Attention Is Not Memory: How LLMs Handle Conversation

A developer is forty turns into a session. They told the model on turn fifteen that the project uses snake_case for database columns and camelCase for API fields, and that the boundary between the two is the serialization layer. On turn forty the model produces a SQL query with camelCase columns. The developer types, “I told you we use snake_case for columns,” and the model apologizes and rewrites it.

Most readers will recognize this. The instinct that follows is to say the model “forgot.” Some readers will go further and say the model has bad memory, or that the conversation got too long for it to track. Both reactions come from the same intuition: the model is a small intelligent agent that remembers what it has been told, and longer conversations strain the remembering.

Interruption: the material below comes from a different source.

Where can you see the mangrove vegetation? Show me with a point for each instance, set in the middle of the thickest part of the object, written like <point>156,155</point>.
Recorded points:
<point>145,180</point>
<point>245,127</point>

The model has no memory at all between turns. It is not remembering badly. It is not remembering at all. Each turn, the entire prior transcript is shipped back to the model, and the model produces the next response by attending over that transcript end to end. What feels like memory is re-reading. What feels like forgetting is the same act of re-reading, done over a transcript where the relevant signal got buried.

Each turn is a discrete invocation#

There is no persistent process on the other side of the conversation that is holding state for the developer between turns. There is no “the model” that gets handed turn forty and remembers turn fifteen. There is a stateless function that, when called, takes a transcript as input and produces the next message as output. The provider’s product wraps that function in a chat UI that makes it feel like a continuous conversation, but the wrapping is a UI affordance. The mechanism underneath is request-response.

When turn forty arrives, the API call carries every prior turn in the transcript. The model attends over the full sequence in a single forward pass. It doesn’t have access to a separate memory of what was discussed earlier. It doesn’t have a compressed summary of the established conventions. It has the bytes in front of it, and it has its training. That’s everything.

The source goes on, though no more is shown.